One other cutter you may use is a compass with a cutting blade.  This comes in handy when you need to cut out anything round.  It is a pain to use so I reserve it for when the cut actually has to be nearly perfect such as circular paint masks.

Drill bits will be needed throughout construction.  I do not know the number sizes off the top of my head but the most useful sizes are 1/32" to 1/4" with 1/16", 3/32", 1/8" and 1/4" being used the most.  It is worth purchasing a set of general purpose bits as well as brad point wood bits.  The smallest brad point bit I have come across is 1/8".

You can find a Tap and Drill chart on the Aircraft Proving Grounds site.

If you build plastic models then a set of micro drill bits is almost a necessity.  Of course you will need a drill and most likely you will need a pin vise for the smaller bits.  A pin vise is basically a tool for holding small bits and needle files.  You twist the pin vise by hand to drill the hole.  There are also micro drill chucks for putting small bits into a drill or drill press.

Pin Vises are very useful tools.

Pin Vises come in a variety of sizes.  The vises at the top and bottom of the photo each contain two double-ended collets that allow bits to be used from 0" to 1/8" in diameter.

The pin vise in the middle of the photo only allows very small bits, such as wire bits and pins, and is correspondingly small for better control.

I have yet to find a commercial drill bit that cuts balsa cleanly.  Usually holes in balsa only need to be accurately placed but they do not need to be pretty.  Nevertheless, I do not like seeing chewed up holes in my construction.  The only way I have found to cut a clean hole is to use a piece of sharpened brass tubing.

K & S makes brass tubes in various diameters.  All you need is a piece about 2" long.  To sharpen the tube hand twist a countersinking bit in it until the edge is as thin as you can get it without the edge distorting.  You will have to sharpen it fairly often.  I always use this method for cutting holes in ribs for wing jig rods.  Other holes are taken on a case by case basis.

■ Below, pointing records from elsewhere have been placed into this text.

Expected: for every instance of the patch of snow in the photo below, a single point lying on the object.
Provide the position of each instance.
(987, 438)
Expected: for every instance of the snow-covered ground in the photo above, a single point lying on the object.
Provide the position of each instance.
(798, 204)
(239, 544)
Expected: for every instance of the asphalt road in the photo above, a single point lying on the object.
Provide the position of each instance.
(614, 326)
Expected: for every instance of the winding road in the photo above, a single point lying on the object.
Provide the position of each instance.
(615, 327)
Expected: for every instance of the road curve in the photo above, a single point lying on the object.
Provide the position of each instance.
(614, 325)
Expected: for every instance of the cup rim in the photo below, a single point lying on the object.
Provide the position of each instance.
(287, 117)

Another thing you can do is use a razor saw to cut notches in the end of the tube to create a hole saw.  Either way works but I prefer the sharpening method because the hole saw method is kind of hit and miss as to its effectiveness.  The bit will not work well in a drill.  You can either glue some rubber tubing on one end to twist it by hand or put it in a pin vise.

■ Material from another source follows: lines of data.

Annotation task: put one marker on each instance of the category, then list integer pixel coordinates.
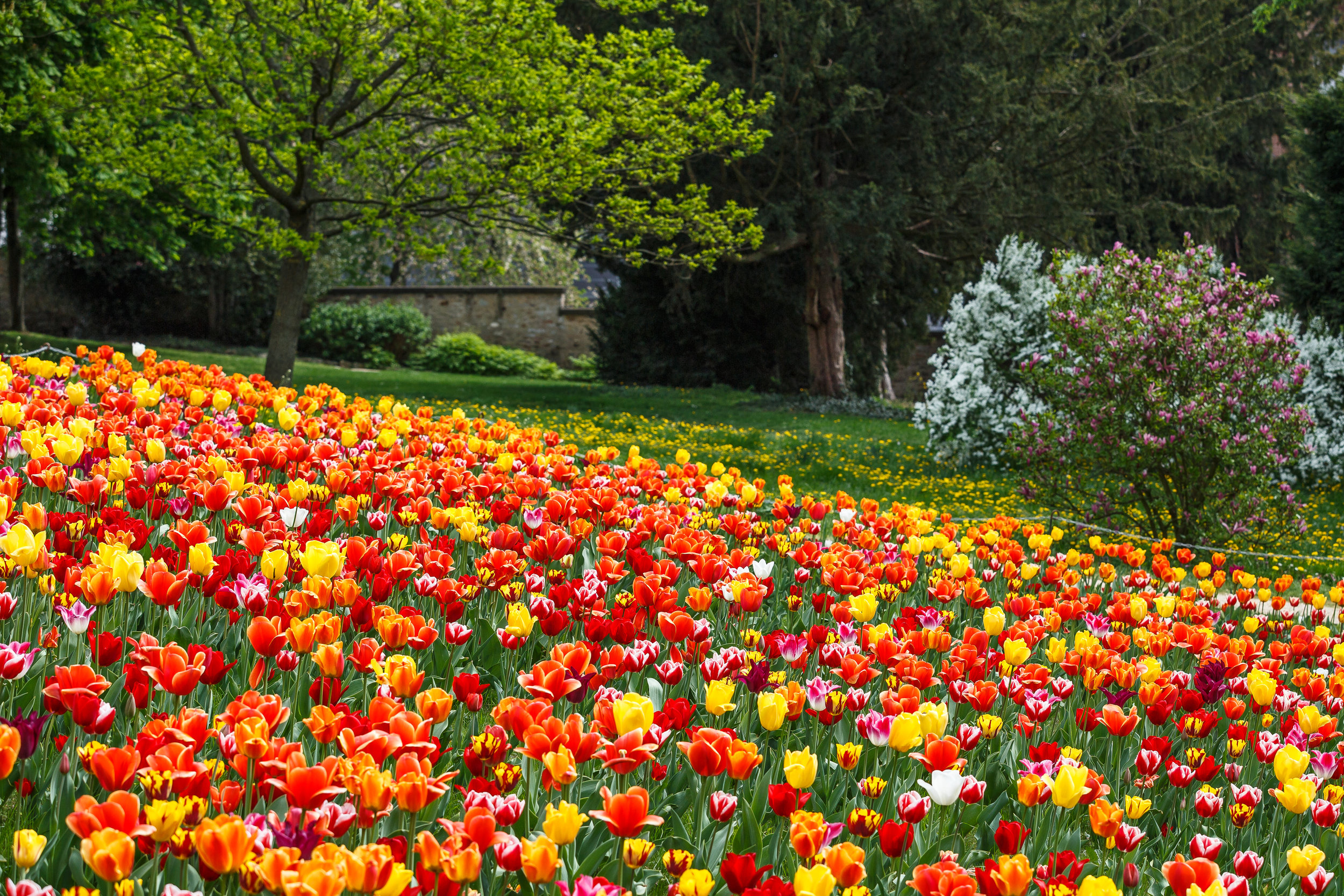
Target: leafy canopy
(297, 119)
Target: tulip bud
(722, 805)
(509, 855)
(1248, 864)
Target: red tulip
(741, 873)
(627, 814)
(896, 838)
(787, 800)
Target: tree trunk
(14, 260)
(289, 311)
(885, 381)
(824, 316)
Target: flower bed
(305, 645)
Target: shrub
(469, 354)
(371, 335)
(976, 394)
(1323, 394)
(1167, 405)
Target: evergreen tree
(1315, 283)
(909, 138)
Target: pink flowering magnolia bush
(1171, 406)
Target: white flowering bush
(995, 324)
(1323, 394)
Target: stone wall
(528, 318)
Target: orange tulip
(267, 636)
(1105, 817)
(252, 738)
(313, 878)
(399, 675)
(807, 832)
(302, 634)
(627, 814)
(224, 843)
(9, 750)
(709, 751)
(541, 860)
(268, 871)
(324, 723)
(330, 660)
(846, 864)
(115, 768)
(108, 854)
(1014, 875)
(742, 758)
(307, 786)
(434, 704)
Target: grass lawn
(762, 436)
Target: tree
(907, 138)
(1168, 406)
(328, 114)
(995, 326)
(39, 39)
(1315, 281)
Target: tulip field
(259, 641)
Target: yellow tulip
(1017, 652)
(275, 564)
(933, 718)
(772, 709)
(22, 546)
(632, 711)
(1291, 763)
(1304, 860)
(695, 881)
(863, 606)
(202, 559)
(321, 558)
(127, 569)
(1296, 795)
(1262, 687)
(906, 733)
(800, 768)
(1310, 719)
(813, 881)
(27, 848)
(562, 825)
(1057, 650)
(1093, 886)
(1136, 808)
(718, 698)
(519, 625)
(1069, 785)
(165, 816)
(990, 726)
(68, 449)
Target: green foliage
(423, 109)
(910, 136)
(1171, 404)
(1315, 283)
(469, 354)
(371, 335)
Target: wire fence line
(1093, 527)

You will need to push the plugs from the tubing with piece of wire so chucking the tubing into a pin vise gets to be a pain.  In fact, the method is really tedious.  If there were one tool I would like someone to make is a good set of drill bits for soft woods.

Also see

Taps become essentially fairly early on.  You will need at the minimum 1/4 x 20, 4-40 and 6-32 sizes.  Other sizes you might use are 8-32 and 10-32.  You can buy a basic tap set that includes all the sizes listed above and includes a handle at a reasonable price.  You will not need dies for anything that I can think of.